The count will be fine, though sore for the next week or so. Mostly, though, I think he's wistful that he can't recover from these fights like he did when he was young. At least he's alive to see his son as a strong, successful knight. My son is only an infant! And old Sir Padern died before ever seeing his son, Franklin, knighted...Franklin. He took several blows from the Saxons, and was sporting some severe wounds...I tried, but I think I made the situation worse for him. He never regained consciousness, and by the morning after the battle his body was stiff and cold.

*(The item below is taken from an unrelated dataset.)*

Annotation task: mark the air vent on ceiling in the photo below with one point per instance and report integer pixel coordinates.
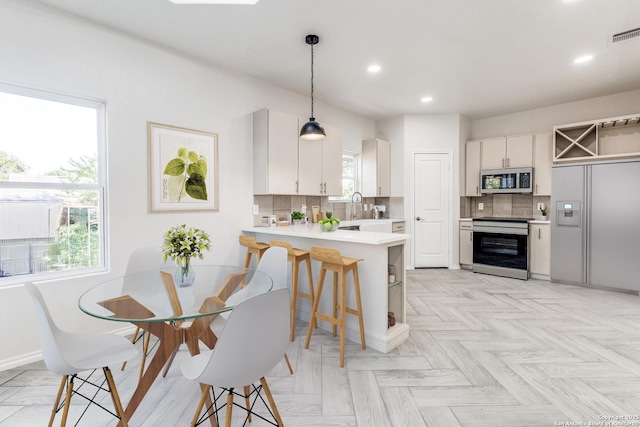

We loaded him onto a wagon for the long ride back to Leicester.
Count Idar here...
The greatest horror of growing old is knowing that many of the friends and comrades in arms I knew are gone. As I stood in council with Arthur discussing the advancing armies, I had the mad idea that Padern, Gweir, Brandegoris and I would ride around and attack the saxons from the rear, scattering them like the rats they are. As I began to speak, I realized that my friends no longer ride with us the way they once did. Brandegoris and I are "seasoned veterans" which I always thought was a polite way of saying old men who didn't know enough to die or retire.
Instead, I said we had to attack. We could not remain in one place and cede Logres to the Saxons. I know that my wife in Garloth will understand. Although two saxon armies looked to move through Leicester, I know that my people will understand that we cannot face them there.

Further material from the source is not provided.